On May 29, 2013, the Food and Drug Administration (FDA) published a Final Rule that adopts, without change, the Interim Final Rule entitled “Information Required in Prior Notices of Imported Food”, which was issued on May 5, 2011.1 The Final Rule now requires, in addition to the other information already mandated, that prior notices of any imported article of human or animal food, identify any country (including the United States) where the article has been refused entry by a country’s agency or representative.

Background

FDA uses prior notices to determine which imported food shipments to inspect. Currently, the agency targets foods which, based on information submitted in the prior notice, may pose a significant risk to public health. FDA now considers the fact that another country has refused admission when deciding whether to admit the food; the refusal could indicate that the food might also violate U.S. law. The Final Rule is based on § 304 of the Food Safety Modernization Act (FSMA) (Pub. L. 111–353), signed into law by President Obama on January 4, 2011, which amended § 801(m) of the Federal Food, Drug, and Cosmetic Act (FD&C Act) (21 U.S.C. 381(m)). 21 C.F.R. § 1.281 sets forth the information that must be submitted in a prior notice, and the Final Rule is codified in this section.

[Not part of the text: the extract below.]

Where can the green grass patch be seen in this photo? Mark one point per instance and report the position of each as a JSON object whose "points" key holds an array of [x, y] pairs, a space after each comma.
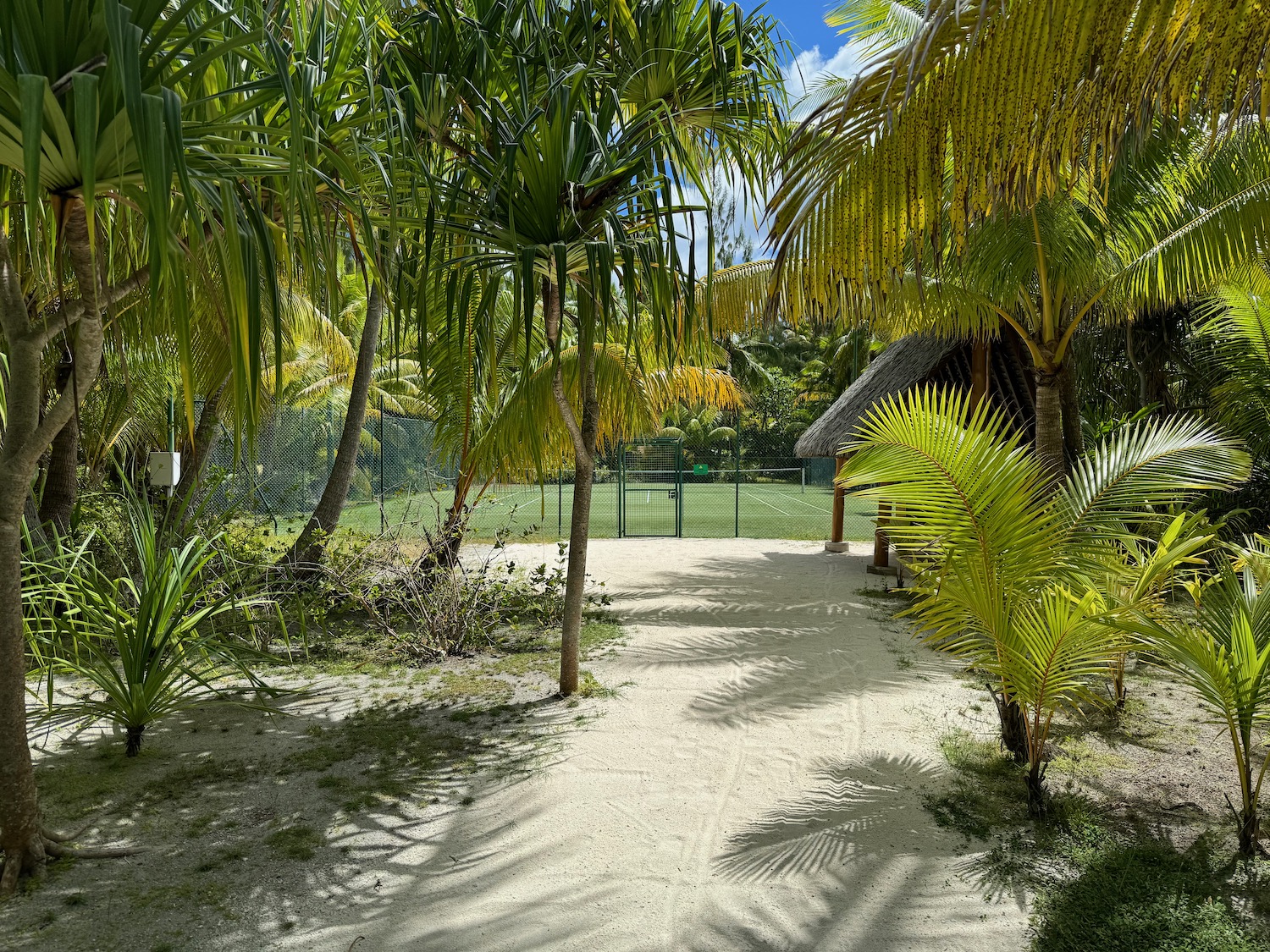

Brief History of Prior Notices

The Public Health Security and Bioterrorism Preparedness and Response Act of 2002 (the Bioterrorism Act) was signed into law on June 12, 2002, and among other things, required FDA to receive certain information about imported foods prior to their arrival in the United States, or otherwise be refused at the port of entry2 In accordance with the Bioterrorism Act, on February 3, 2003, the Department of Health and Human Services (HHS) and the Department of Treasury3 issued a proposed rule about requirements for prior notices for food imported into the United States4, and HHS later published, with the Department of Homeland Security (DHS), an Interim Final Rule on the matter on October 10, 2003.5 On November 7, 2008, HHS and DHS published a Final Rule, making several changes to the 2003 Interim Final Rule.6 That Final Rule became effective May 6, 2009, and prior notice regulations are codified at 21 C.F.R. §§ 1.0276-1.285.

The 2013 Final Rule

The Final Rule answers a few questions:

  1. Which refusals of entry must be reported? The final rule states that “only refusals for food safety reasons should be reported”, e.g., intentional or unintentional contamination of an article of food. The agency stated that it will further clarify what it means by “refused entry” in a future guidance.
  2. What information specifically needs to be included? Only the country that refused entry needs to be listed. The reason for refusal of entry and documentation of the information submitted do not need to be included. That being said, during its review of the prior notice, FDA may contact the submitter or other parties to obtain further information to assist its review.
  3. What is the scope of the rule? Countries must be listed only for “the specific food item for which prior notice is being submitted.” FDA provides an example where some of the food from a batch is shipped to the United States and at the same time the rest of the food is shipped to Country A. “If Country A refuses entry, this fact is not submitted as part of prior notice for the portion that has been shipped to the United States. However, if the food that was originally shipped to Country A is subsequently shipped to the United States, then the prior notice for this shipment must include Country A as the country to which the article has been refused entry.”7 Also, if a similar type of food to the food being imported was previously refused entry by a country, this country does not need to be listed either.

 

The final rule took effect May 30, 2013.